The effects of AICs can be phenotype defining, as seen in orchids’ matK genes, which have been previously called "pseudogenes" due to their different alternative initiation codon usages (Barthet MM et al. 2015a, 2015b). The Wilms’ Tumour Suppressor Gene, WT1, where novel versions of the protein are produced depending on AICs, affecting where the protein goes and what it ends up doing (Bruening & Pelletier, 1996, Wegrzyn et al, 2008). Some of these can come from a wide variety of AICs affecting the same gene, such as dihydrofolate reductase (Peabody 1989, Wegrzyn et al 2008). In each case, understanding bioinformatically en masse how the AICs change the proteins and why the ribosomes respond differently in different cellular conditions to the same genes’ mRNA transcripts will be invaluable (and a lot less time-consuming than present methods) to researchers wishing to avoid the cure being worse than the disease.

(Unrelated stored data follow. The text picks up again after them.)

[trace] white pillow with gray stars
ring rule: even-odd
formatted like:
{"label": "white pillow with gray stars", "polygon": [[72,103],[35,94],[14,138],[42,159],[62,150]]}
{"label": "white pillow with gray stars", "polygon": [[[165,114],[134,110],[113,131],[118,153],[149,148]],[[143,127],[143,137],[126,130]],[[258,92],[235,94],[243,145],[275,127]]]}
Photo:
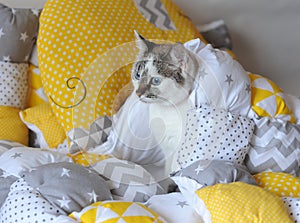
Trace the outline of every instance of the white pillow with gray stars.
{"label": "white pillow with gray stars", "polygon": [[208,104],[246,116],[251,108],[251,81],[241,64],[227,52],[200,39],[188,41],[184,46],[200,62],[197,86],[191,94],[195,104]]}
{"label": "white pillow with gray stars", "polygon": [[15,9],[0,3],[0,61],[29,61],[38,35],[39,15],[36,9]]}
{"label": "white pillow with gray stars", "polygon": [[166,219],[167,222],[203,222],[194,207],[189,204],[187,199],[180,192],[154,195],[145,205]]}
{"label": "white pillow with gray stars", "polygon": [[0,169],[15,177],[20,177],[20,172],[33,170],[44,164],[58,162],[73,162],[65,154],[55,151],[31,148],[14,147],[0,156]]}

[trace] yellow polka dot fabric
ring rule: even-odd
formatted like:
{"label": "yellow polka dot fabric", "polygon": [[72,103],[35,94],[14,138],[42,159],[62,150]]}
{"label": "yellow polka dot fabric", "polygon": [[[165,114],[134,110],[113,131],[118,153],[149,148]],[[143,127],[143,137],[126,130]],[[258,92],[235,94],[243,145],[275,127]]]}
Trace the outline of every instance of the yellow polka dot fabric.
{"label": "yellow polka dot fabric", "polygon": [[61,124],[57,121],[49,103],[25,109],[20,112],[22,121],[40,138],[45,140],[42,147],[57,148],[66,139]]}
{"label": "yellow polka dot fabric", "polygon": [[281,197],[300,197],[300,179],[282,172],[262,172],[254,175],[257,184]]}
{"label": "yellow polka dot fabric", "polygon": [[38,67],[30,64],[29,66],[29,93],[27,107],[34,107],[36,105],[48,101],[42,83],[40,70]]}
{"label": "yellow polka dot fabric", "polygon": [[216,184],[196,191],[213,223],[293,222],[281,199],[258,186],[242,182]]}
{"label": "yellow polka dot fabric", "polygon": [[100,162],[102,160],[111,158],[111,156],[109,155],[93,154],[84,151],[80,151],[75,154],[70,154],[70,156],[74,163],[85,167],[93,165],[94,163]]}
{"label": "yellow polka dot fabric", "polygon": [[19,116],[20,109],[0,106],[0,139],[28,145],[28,128]]}
{"label": "yellow polka dot fabric", "polygon": [[258,116],[273,117],[295,123],[283,91],[271,80],[249,73],[252,109]]}
{"label": "yellow polka dot fabric", "polygon": [[95,117],[111,115],[114,97],[131,79],[128,68],[137,53],[133,30],[172,42],[202,38],[171,0],[161,2],[176,30],[154,26],[132,0],[47,1],[40,17],[39,68],[66,132],[88,129]]}
{"label": "yellow polka dot fabric", "polygon": [[70,217],[81,223],[166,223],[166,221],[145,205],[135,202],[96,202]]}

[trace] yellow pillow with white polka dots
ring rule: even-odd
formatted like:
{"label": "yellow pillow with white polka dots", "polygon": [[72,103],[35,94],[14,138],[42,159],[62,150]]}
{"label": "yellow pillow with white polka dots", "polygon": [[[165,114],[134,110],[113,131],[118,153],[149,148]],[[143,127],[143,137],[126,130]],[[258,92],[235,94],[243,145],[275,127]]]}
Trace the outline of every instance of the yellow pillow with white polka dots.
{"label": "yellow pillow with white polka dots", "polygon": [[73,212],[70,217],[81,223],[166,223],[162,217],[141,203],[121,201],[96,202],[80,212]]}
{"label": "yellow pillow with white polka dots", "polygon": [[89,129],[97,117],[111,115],[115,96],[131,80],[129,67],[137,53],[134,30],[147,39],[172,42],[202,38],[171,0],[151,3],[48,0],[45,4],[38,36],[39,68],[66,132]]}
{"label": "yellow pillow with white polka dots", "polygon": [[281,197],[300,197],[300,179],[283,172],[262,172],[254,175],[257,184]]}
{"label": "yellow pillow with white polka dots", "polygon": [[21,120],[36,133],[40,147],[57,148],[66,140],[61,124],[53,114],[49,103],[25,109],[20,112]]}
{"label": "yellow pillow with white polka dots", "polygon": [[28,128],[19,116],[20,109],[0,106],[0,139],[28,145]]}
{"label": "yellow pillow with white polka dots", "polygon": [[292,222],[282,200],[258,186],[242,182],[216,184],[196,194],[210,211],[213,223]]}
{"label": "yellow pillow with white polka dots", "polygon": [[252,109],[258,116],[295,122],[295,116],[287,104],[284,92],[274,82],[252,73],[249,73],[249,78]]}

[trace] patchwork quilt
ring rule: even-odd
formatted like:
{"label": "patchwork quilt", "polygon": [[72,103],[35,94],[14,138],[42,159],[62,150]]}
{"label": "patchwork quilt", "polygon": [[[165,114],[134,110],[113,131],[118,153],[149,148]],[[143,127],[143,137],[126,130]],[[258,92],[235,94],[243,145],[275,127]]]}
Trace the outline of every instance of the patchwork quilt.
{"label": "patchwork quilt", "polygon": [[[201,62],[180,123],[128,87],[133,27]],[[0,4],[0,222],[300,222],[300,100],[207,27],[170,0]]]}

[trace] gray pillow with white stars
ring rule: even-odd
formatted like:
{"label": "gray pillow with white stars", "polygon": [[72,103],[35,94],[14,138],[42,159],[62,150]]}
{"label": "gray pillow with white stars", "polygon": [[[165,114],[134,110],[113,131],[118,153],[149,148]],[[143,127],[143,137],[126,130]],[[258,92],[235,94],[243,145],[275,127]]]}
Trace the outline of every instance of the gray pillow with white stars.
{"label": "gray pillow with white stars", "polygon": [[0,61],[28,62],[36,42],[40,11],[0,3]]}
{"label": "gray pillow with white stars", "polygon": [[203,186],[236,181],[257,185],[245,166],[223,160],[198,160],[171,175],[193,179]]}
{"label": "gray pillow with white stars", "polygon": [[22,178],[62,213],[81,211],[97,201],[112,200],[104,179],[75,163],[39,166],[21,173]]}
{"label": "gray pillow with white stars", "polygon": [[0,207],[4,204],[4,201],[9,193],[10,186],[17,179],[17,177],[0,169]]}

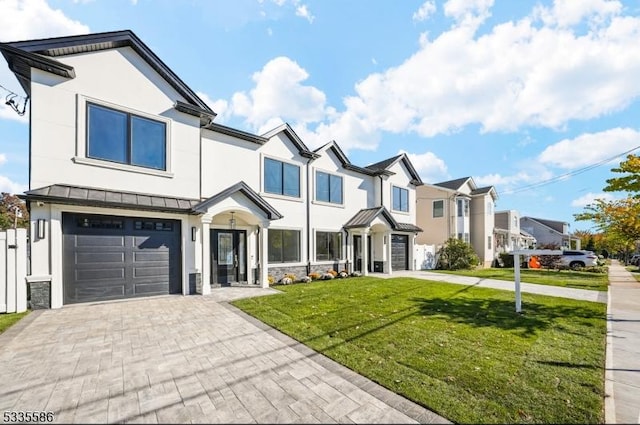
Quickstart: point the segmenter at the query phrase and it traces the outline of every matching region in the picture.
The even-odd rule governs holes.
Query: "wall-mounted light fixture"
[[[196,226],[191,227],[191,240],[196,241],[196,232],[198,231]]]
[[[229,229],[235,229],[236,228],[236,219],[233,217],[233,214],[235,214],[233,211],[231,211],[231,218],[229,219]]]
[[[38,239],[44,239],[46,235],[46,221],[43,218],[39,218],[36,222],[36,233],[38,234]]]

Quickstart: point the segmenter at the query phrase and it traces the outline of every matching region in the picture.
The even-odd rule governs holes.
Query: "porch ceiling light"
[[[231,218],[229,219],[229,228],[230,229],[235,229],[236,228],[236,219],[233,217],[233,214],[235,214],[233,211],[231,211]]]

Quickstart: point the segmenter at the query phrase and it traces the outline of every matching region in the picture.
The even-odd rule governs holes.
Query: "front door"
[[[212,283],[247,281],[246,241],[244,230],[211,230]]]
[[[367,236],[367,271],[371,271],[371,236]],[[362,236],[353,236],[353,270],[362,271]]]

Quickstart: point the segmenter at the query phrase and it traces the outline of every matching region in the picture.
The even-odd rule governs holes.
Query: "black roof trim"
[[[54,184],[29,190],[21,197],[28,201],[181,213],[191,213],[193,206],[198,203],[197,199],[174,198],[149,193],[125,192],[66,184]]]
[[[158,74],[162,76],[188,103],[204,111],[214,113],[198,95],[187,86],[146,44],[131,30],[111,31],[67,37],[43,38],[38,40],[17,41],[6,43],[13,48],[28,53],[57,57],[78,53],[88,53],[99,50],[131,47]],[[4,53],[4,52],[3,52]],[[41,68],[40,68],[41,69]],[[45,69],[46,71],[46,69]],[[14,71],[15,72],[15,71]],[[30,77],[28,77],[30,80]],[[21,82],[23,84],[23,82]],[[23,85],[24,87],[24,85]]]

This is where we come in. Vulpine Designs is programming a software module called INITIATOR SET, which includes Initmine, based on the Intermine project from the University of Cambridge (Smith et al. 2012). This system maps AIC information to gene sequences, testing each AIC for viability of ribosome assembly, likelihood of mRNA folded structures, protein targeting to organelles etcetera. The more information is characterized, the more the system can be refined. As time goes on, we will add extra featuresx to it. The module will draw its data from existing databases and user input, and will make a collection of all the data on that gene and the effects of it and its transcription and translation.
It is an exciting time for scientists handling all sorts of genetic diseases as we become able to grasp the many variables between genes and resultant proteins and phenotypes. It’s a privilege to be part of it, as accessibility of tools and information continues to increase through all our shared efforts. There is a possibility that one day we will be able to handle and design all aspects of the body at any age, and know the effects of our edits to the life code before we apply them.